Reduced DNA methylation levels of TEs along evolutionary ages

Recent studies have shown that recently duplicated genes were hypermethylated relative to older ones, and that duplicates show decreases in DNA methylation as evolutionary time passes (Keller and Yi, 2014). To explore the relationship between DNA methylation and TE insertion time, Kimura distances (Kimura, 1980) were calculated for all TE copies found in each family to estimate the age of TE insertion.

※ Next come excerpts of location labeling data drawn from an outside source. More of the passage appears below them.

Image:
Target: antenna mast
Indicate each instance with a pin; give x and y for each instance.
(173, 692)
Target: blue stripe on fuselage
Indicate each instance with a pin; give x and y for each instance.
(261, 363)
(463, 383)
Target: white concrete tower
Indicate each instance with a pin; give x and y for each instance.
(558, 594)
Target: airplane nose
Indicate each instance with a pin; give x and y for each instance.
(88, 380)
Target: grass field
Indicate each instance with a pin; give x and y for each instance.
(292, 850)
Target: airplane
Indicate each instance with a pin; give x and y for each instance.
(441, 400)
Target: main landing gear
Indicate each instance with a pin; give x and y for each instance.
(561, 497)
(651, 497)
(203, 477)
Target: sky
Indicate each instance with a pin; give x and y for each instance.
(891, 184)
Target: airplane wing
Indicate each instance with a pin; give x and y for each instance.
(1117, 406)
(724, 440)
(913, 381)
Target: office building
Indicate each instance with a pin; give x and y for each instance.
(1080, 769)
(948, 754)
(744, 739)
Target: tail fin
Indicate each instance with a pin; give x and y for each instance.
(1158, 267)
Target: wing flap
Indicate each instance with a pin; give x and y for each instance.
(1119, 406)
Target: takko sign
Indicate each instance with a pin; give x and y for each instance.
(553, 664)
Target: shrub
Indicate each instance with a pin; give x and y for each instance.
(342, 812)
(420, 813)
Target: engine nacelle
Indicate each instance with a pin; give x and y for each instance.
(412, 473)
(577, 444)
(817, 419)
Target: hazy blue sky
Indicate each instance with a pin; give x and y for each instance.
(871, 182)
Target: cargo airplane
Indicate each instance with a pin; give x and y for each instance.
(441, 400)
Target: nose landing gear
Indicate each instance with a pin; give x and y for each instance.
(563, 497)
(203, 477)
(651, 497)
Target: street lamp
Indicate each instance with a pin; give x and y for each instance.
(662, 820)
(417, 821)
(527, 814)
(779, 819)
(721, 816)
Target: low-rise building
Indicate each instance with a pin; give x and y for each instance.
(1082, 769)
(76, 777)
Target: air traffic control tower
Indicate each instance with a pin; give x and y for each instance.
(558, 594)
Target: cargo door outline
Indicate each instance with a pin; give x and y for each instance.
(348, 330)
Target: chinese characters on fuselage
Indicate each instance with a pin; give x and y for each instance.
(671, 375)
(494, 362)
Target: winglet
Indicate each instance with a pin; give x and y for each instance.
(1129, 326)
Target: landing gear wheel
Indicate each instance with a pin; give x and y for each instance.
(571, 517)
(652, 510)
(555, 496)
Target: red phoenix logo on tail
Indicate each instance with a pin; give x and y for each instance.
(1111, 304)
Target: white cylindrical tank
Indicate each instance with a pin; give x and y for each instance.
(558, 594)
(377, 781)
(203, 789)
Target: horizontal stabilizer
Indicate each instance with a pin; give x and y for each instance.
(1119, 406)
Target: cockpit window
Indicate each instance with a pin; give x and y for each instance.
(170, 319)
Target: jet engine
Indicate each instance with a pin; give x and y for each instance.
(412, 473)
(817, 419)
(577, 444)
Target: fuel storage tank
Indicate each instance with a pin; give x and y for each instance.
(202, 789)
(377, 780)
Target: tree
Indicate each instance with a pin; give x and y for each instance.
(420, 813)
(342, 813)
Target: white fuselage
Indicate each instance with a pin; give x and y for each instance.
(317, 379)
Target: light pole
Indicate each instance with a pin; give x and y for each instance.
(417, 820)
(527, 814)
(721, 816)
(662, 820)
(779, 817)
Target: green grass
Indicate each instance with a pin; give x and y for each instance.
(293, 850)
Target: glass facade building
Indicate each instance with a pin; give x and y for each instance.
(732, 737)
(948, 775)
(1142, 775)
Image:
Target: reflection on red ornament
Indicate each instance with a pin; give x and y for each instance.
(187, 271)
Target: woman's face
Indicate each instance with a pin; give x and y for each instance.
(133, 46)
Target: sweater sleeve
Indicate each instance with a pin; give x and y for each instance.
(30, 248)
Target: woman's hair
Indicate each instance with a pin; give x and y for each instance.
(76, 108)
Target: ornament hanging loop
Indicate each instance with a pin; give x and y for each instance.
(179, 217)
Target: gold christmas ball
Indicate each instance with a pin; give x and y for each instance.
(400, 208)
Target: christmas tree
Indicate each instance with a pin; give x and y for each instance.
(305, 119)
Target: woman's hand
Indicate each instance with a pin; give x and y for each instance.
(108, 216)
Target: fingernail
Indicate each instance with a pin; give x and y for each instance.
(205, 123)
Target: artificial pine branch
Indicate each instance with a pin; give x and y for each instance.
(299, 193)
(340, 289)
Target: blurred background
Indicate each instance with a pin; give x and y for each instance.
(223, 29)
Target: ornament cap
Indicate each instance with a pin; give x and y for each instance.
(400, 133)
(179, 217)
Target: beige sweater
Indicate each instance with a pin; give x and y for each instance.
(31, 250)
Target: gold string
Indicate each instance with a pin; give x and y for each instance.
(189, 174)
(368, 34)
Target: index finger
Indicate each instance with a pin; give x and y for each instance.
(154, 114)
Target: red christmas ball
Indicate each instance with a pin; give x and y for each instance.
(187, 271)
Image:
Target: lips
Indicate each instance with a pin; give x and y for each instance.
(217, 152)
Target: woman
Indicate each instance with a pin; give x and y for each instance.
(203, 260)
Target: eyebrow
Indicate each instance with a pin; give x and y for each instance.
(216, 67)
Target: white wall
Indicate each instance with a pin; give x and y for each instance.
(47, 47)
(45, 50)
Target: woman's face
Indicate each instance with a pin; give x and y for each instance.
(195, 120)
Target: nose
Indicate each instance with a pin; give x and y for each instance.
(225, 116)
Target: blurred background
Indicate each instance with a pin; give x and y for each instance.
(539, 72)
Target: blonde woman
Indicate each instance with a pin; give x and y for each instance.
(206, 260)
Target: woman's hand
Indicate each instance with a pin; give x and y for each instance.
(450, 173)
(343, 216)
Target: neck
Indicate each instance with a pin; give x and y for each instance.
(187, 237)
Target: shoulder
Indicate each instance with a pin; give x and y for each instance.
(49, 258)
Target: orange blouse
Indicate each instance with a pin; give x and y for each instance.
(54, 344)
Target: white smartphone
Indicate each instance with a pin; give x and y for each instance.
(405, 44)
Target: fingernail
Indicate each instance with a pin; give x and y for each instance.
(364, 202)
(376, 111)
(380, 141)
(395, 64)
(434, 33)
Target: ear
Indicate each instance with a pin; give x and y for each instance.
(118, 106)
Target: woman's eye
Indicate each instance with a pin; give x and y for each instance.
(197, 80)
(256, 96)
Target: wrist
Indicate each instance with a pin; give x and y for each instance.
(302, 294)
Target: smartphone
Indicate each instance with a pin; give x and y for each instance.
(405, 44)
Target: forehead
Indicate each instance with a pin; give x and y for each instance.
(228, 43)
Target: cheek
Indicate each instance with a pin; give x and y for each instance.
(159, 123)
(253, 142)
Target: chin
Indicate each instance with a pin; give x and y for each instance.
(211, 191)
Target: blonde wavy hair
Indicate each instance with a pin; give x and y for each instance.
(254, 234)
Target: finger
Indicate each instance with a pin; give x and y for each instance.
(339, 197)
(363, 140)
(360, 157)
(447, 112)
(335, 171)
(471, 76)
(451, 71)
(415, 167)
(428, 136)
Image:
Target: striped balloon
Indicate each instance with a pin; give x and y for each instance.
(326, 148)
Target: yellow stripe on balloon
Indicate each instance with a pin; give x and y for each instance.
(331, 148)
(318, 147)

Like the Ks value (synonymous substitution divergence), which estimates the age of duplicated genes, Kimura distance estimates are based on TE similarity: the presence of copies of TEs that are similar (i.e. a low Kimura distance) indicates recent insertion, while the presence of unique or divergent copies of TEs (i.e. a high Kimura distance) indicates that these TEs originate from relatively ancient transposition events. Consistent with a recent study regarding TE expansion in the tea genome (Xia et al., 2017), we observed a TE burst event around 20 Kimura distance (Figure S7). Like duplicated genes in human genome, we found a negative correlation between the age of TE insertion and DNA methylation level in all three sequence contexts (Figure 5a–c). Due to a TE burst event in the past (Kimura distance ~20), we found many TE copies with a Kimura distance of approximately 20. Among the three sequence contexts, the CHH methylation levels of different TEs showed greater reductions through evolutionary time (Figure 5d) than the CG and CHG methylation levels (Figure S8A,B). This implies that the RdDM pathway plays an important role in silencing recently active TEs but gradually loses its effectiveness in silencing more ancient ones.

Figure 5.

Figure 5

Association between the age of transposons and DNA methylation. A scatterplot showing the negative correlation between Kimura distance and CG (a), CHG (b) and CHH (c) DNA methylation. Kimura distance was used as a proxy for transposon age. (d) Boxplot showing the reduced CHH methylation of transposons as the Kimura distance increased.

Discussion

In this study, we provide the first high‐resolution genome‐wide DNA methylation map of the tea genome. Tea has numerous healthy and medicinal benefits for humans due to its abundance of secondary metabolites (Wei et al., 2018; Xia et al., 2017). Given the important role that DNA methylation plays in the control of gene expression and transposon silencing, our data serve as an important resource for the scientific and agronomic community.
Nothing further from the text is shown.